A:

There are several volatility indicators available for stock traders and analysts to use. Some of the most commonly used ones include the volatility index (VIX), the average true range (ATR) indicator and Bollinger Bands.

The volatility index tracks an extensive range of put and call options on the S&P 500 Index and aims to act as a predictor of market volatility for at least the next 30 days forward. Because large institutions account for the bulk of trading in S&P Index options, their trading in the option market is used by other traders to help them get a reading of likely market volatility in the days ahead. The VIX shows a reading between 18 and 35 the vast majority of the time, but it has gone as low as 10 and as high as 85. VIX values higher than 30 indicate increased volatility, while values below 20 are indicative of extremely low volatility.

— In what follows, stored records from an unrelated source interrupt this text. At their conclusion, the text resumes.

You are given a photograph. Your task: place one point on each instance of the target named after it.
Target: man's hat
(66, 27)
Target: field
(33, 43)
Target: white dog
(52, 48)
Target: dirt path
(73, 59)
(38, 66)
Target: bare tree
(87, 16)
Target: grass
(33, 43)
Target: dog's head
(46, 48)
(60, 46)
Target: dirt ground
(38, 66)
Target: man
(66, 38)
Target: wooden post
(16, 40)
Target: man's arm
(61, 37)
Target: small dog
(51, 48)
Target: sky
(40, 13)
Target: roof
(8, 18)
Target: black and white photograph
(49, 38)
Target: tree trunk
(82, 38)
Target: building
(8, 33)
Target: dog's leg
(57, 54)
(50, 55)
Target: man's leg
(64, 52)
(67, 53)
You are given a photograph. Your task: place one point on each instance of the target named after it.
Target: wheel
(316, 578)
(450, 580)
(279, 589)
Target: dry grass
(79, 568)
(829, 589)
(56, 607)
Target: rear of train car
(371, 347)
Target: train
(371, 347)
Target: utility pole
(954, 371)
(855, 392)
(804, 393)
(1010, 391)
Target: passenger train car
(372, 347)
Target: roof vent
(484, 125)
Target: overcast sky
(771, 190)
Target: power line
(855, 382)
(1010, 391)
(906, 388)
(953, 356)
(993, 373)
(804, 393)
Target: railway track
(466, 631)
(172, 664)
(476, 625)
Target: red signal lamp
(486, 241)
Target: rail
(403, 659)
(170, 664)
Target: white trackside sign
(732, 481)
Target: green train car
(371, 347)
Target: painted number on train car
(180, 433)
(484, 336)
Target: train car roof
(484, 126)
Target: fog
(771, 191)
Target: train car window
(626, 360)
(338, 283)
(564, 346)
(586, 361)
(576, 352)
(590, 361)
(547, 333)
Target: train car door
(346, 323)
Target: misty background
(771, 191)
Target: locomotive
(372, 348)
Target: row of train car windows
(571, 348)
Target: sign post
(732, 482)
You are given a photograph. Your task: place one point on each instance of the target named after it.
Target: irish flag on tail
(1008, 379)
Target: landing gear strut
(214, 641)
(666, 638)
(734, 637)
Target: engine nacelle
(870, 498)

The ATR indicator, developed by J. Welles Wilder Jr., calculates what Wilder called "true range" and then creates the ATR as a 14-day exponential moving average (EMA) of the true range. The true range is found by using the following three equations:
True range = Current day's high minus the current day's low
True range = Current day's high minus the previous day's close
True range = Previous day's close minus the current day's low
The ATR is then created as an EMA of the highest value found when the three equations are solved. A larger ATR indicates higher volatility.

Bollinger Bands measure two standard deviations above and below the 20-day average and plot lines representing these levels on a chart, along with a line between the two bands that shows the 20-day moving average. Widening of the bands shows increased market volatility, and narrowing of the bands shows decreased volatility.

Volatility in the stock market goes through cycles of high and low volatility. Analysts watch the direction of market movement when there is a sharp increase in volatility as a possible indication of future market trend.